Oct 262012
 

Apple earnings was less than expected. The charts have been updated to reflect the new valuation levels. You’ll notice the CPE levels have come down for the quarter just passed because of the new reality.

New valuation levels means new expectations for the  fall valuation low.  It is clear from the Valuation Range Chart that AAPL is trading in the lower portion of its one-year valuation range.  The Quarterly P/E Range Chart also shows the same conclusion.  Even though AAPL is at a low valuation, it has not yet dropped to the one-year valuation lows.

Let’s look at where the six-month, one-year, and two-year valuation lows have been, and where those valuation levels are now as a guide.  These can all be seen on the CPE Two-Year Chart, specifically:

  • CPE 13.4:  Represents the July low.  Earnings expectations are now lower than they were then, so I fully expect we will visit that level.  (Update 10/29:  The day after earnings we did indeed visit that level and bounced hard into the close.  The CPE 13.4 level is providing our first evidence of buying interest at that valuation.  A short term rally could develop from this level.  I expect this valuation level to eventually fail, and a lower valuation level to be seen before year end).
  • CPE 13.0:  Represents important bottoms from 2011.  This valuation level may hold.  It should be watched as a general area where buyers may come in to buy AAPL in large numbers.  AAPL may put in a bottom at this valuation level.
  • CPE 12.6:  Represents the level of the May 2012 low.  This is the most important bottom in 2012 so far.  It would be reasonable to expect AAPL to put in a low at a similar valuation level as the May low.
  • CPE 11.8:  Represents the lowest CPE level of the past year, from late 2011.  I do not expect this level to be seen this year.  Here’s why.  The late 2011 valuation level only became that low a valuation after the January earnings results were announced.  They were a blowout, higher than anyone expected.  It caused the CPE line connecting the Oct and Jan earnings announcement to be increased at a larger slope than when price was trading during the quarter.  Therefore investors and traders in December did not realize at the time that price had declined to a new record low of CPE 11.8.  That was only evident in retrospect.  Therefore I consider the CPE 11.8 a valuation level a “We’re not going there” line on my charts.

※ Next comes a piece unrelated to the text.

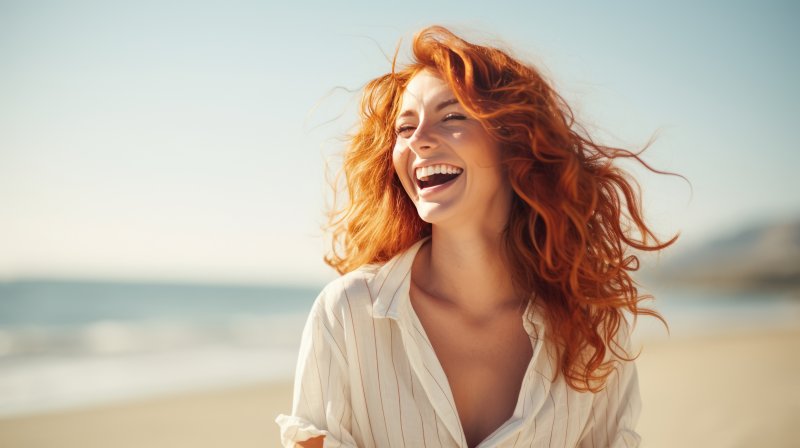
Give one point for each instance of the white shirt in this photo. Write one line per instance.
(367, 376)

It is important to notice that the CPE valuation lines are increasing.  AAPL can make a lower valuation low and yet not make a lower price low.  It’s possible, especially if the valuation low is made later in the quarter.  So keep that in mind.  We’re analyzing valuation here.  Valuation changes over time, increasing every day according to our principle of Continuous Valuation.

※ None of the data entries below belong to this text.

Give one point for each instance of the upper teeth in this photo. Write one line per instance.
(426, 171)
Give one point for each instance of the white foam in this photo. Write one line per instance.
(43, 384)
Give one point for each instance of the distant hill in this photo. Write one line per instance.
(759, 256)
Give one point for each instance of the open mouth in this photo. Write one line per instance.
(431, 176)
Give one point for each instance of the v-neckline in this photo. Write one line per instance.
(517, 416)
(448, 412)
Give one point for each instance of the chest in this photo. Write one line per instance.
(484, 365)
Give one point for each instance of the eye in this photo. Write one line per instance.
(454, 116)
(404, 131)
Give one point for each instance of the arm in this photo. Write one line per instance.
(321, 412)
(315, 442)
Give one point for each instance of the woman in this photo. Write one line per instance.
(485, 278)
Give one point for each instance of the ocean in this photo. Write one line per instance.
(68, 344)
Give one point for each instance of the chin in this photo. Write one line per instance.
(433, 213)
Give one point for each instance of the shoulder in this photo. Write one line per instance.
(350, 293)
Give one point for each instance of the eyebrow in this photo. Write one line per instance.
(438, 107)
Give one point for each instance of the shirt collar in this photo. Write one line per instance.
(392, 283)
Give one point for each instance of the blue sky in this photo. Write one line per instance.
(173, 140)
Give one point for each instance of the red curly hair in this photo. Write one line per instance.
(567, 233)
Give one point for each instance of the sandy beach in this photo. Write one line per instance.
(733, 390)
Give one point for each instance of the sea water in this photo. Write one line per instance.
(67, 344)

Again, probably the most important two charts to track these levels going forward is my Valuation Range Chart and the Daily CPE Chart.  They show all the levels mentioned above and where price currently is within the range.

Oct 132012
 

AAPL is in correction territory, down over 10% from the highs just 3 short weeks ago.  Here at AAPL Beat we evaluate AAPL valuation based on our own concept of Continuous P/E (CPE).  Please refer to the AAPL Valuation Page if you’re not familiar with CPE.  So where might we expect AAPL to bottom?  Where will value investors come in to buy?  At what price will enough buyers come in and say, “OK, this price is a deal.  I want AAPL at this price” and cause AAPL to bottom?  Well, as it turns out, recently AAPL has put in a bottom near similar CPE valuation levels.

The Jun 2011 bottom at 310.50 was at CPE 13.0.
The Oct 2011 bottom at 354.24 was at CPE 13.0.
The Nov 2011 bottom at  363.32 was at CPE 12.0.
The May 2012 bottom at 522.18 was at CPE 12.6.
The Jul 2012 bottom at 570.00 was at CPE 13.4.

Refer to the CPE Chart to see these levels visually on a two year chart.  So bottoms have been in the range of CPE 12.0 to 13.4, with the most two bottoms in 2012 at CPE 12.6 in May and CPE 13.4 in July.  If AAPL puts in a bottom near the same valuation level as one of the previous bottoms, where would that be?  Well, CPE levels change every day, ever increasing because earnings are rising every day according to our concept of continuous valuation.  So the best way to see where these levels are now and during the fall is on a price chart:

Refer to the Daily CPE Chart for a closeup view of recent months and the next couple months.  The CPE 12.6 and 13.4 levels are drawn with a light red line.  That is the general area where a low can be expected during the fall months.